When your head's in the cloud ...

I had the privilege this morning of spending some time with Peter Cullen and my colleagues from the ACCJ Internet Economy Task Force. Cullen is the GM TwC & Chief Privacy Strategist for the Microsoft Corporation, and he knows his stuff - our 90 minutes together was a fascinating flight through the maze of factors impacting privacy regulation and advocacy around the planet.

Still, it was depressing in a way - unfortunately there are very few people like Cullen who have thought through the potential impact of social media on privacy and security. And I believe there are many serious issues to surface.

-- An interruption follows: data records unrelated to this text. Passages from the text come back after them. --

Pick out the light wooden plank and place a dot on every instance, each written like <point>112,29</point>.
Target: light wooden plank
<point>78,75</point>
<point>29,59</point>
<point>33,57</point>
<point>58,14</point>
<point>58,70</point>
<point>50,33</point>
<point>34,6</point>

For example, does posting some personal information to a social media site constitute a public act? If I want to share my details with my friends, that's one thing. But the world - that's a completely different issue. Or another thought: should there be a "statute of limitations" around personal data released on social media? After all, there is no moral justification for using something a person said as a teenager when they're 30, 40, or 50. It's hearsay.

But my head goes straight to the Cloud, as enterprise computing moves into the SaaS era and data becomes increasingly stratospheric. How does any one country provide its citizens with safeguards over both security and privacy when the app and the data maybe physically located elsewhere, and virtually located everywhere?

One answer may be the social graph. Giving people the right to maintain one version of their personal data, and "permissioning" various companies and agencies to use it (permanently or one-time-only) makes a lot of sense. In this light, people would maintain their personal data as another asset type, like their finances, their legal documents, etc. For people who opted not to have active asset management, set the defaults to super-secure, super-private.

Thought for the Day: Why should people need to keep track of hundreds of profiles and squillions of passwords? Maybe we should all have a unique digital ID that we maintain ourselves.